We are making scrumptious Daifuku with walnuts, roasted soybean flour, black sesame paste and unrefined brown sugar. This Walnut Daifuku is exactly what I expected and I’m very satisfied with the result.
First, cut 4 walnuts in half. These walnuts will be placed in the filling later.
Press the rest of the walnuts with a wooden paddle, breaking them into fine pieces. These are unsalted roasted walnuts but we toasted them again at 120 °C (250 °F) for 5 minutes to bring out the nutty flavor.
Next, combine the black sesame paste and anko, sweet red bean paste in a bowl. Thoroughly mix the paste.
Now, scoop 1 tablespoonful of the filling with a spoon. Even out the surface and make a small dent in the center.

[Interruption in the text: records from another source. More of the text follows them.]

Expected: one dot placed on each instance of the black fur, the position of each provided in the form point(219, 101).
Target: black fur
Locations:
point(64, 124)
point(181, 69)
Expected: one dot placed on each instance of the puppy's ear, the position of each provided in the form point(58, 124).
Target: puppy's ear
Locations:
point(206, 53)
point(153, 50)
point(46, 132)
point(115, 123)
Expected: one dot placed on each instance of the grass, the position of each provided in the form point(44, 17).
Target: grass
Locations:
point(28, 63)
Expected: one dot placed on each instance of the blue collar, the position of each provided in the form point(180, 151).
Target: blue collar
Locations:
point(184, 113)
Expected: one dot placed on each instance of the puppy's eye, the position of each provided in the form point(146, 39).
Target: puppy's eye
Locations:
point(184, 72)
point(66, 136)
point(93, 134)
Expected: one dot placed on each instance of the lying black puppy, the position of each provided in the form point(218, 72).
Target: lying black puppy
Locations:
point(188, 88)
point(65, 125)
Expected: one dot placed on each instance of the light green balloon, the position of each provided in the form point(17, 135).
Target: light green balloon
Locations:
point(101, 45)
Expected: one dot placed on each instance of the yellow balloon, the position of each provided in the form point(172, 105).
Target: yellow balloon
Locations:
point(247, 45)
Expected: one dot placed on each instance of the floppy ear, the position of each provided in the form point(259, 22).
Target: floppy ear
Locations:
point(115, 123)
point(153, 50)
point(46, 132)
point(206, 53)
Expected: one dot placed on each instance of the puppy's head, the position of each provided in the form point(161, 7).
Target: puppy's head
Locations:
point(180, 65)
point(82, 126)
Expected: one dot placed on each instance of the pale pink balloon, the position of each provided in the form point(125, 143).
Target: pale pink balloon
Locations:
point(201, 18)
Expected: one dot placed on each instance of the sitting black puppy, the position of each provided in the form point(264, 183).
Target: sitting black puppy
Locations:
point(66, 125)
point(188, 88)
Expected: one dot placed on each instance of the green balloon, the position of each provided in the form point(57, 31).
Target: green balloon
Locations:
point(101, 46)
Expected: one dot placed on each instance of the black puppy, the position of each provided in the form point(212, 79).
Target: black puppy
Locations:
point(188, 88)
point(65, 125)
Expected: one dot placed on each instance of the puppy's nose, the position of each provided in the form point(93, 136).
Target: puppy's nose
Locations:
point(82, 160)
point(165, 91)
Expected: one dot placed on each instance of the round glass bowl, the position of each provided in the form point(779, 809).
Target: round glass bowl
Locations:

Place 2 small walnut pieces into it and cover.
Shape the anko into a ball and place it onto a tray. Repeat the process and you'll have 4 pieces of anko filling in total.
And now, let's make the mochi. In a microwave-safe bowl, place the shiratamako, sticky rice flour and add the water a little at a time while stirring with a balloon whisk. Be sure to mix thoroughly to avoid any pockets of dry flour.
Add the kurozato, a type of unrefined brown sugar. Combine the mixture thoroughly.
Cover the bowl with plastic wrap. Then, microwave the mixture at 600 watts for 1 and a half minutes.
Remove the plastic wrap.
Wet a wooden paddle and quickly mix the mochi.
Cover the bowl with a plastic wrap again. And microwave the mochi for 1 more minute. Remove the bowl and quickly mix the mochi again.
Now, add the walnuts.
Continue to mix the mochi to distribute the walnuts evenly.
And now, place the mochi onto a tray covered with kinako, roasted soybean flour. The mochi is very sticky so be sure to use a generous amount of soybean flour.
Sprinkle on the kinako and flatten the mochi.
Then, divide it into 4 equal pieces.
Now, hold one piece of mochi and dust off the excess kinako with a kitchen brush.
Add the anko ball and spread the mochi around it.
Be sure to tightly close the gaps.
Then, place it onto the tray with the closed side facing down and coat the bottom with the kinako. Finally, sprinkle the kinako on top.
The walnut pieces are both in the filling and in the wrapper, giving the Daifuku an extra nutty flavor and a crunchy texture.
Adding the sugar will sweeten the wrapper and also help to keep the mochi from getting firm.
If you double the amount of ingredients, you should microwave the mochi for a little less time to avoid overcooking.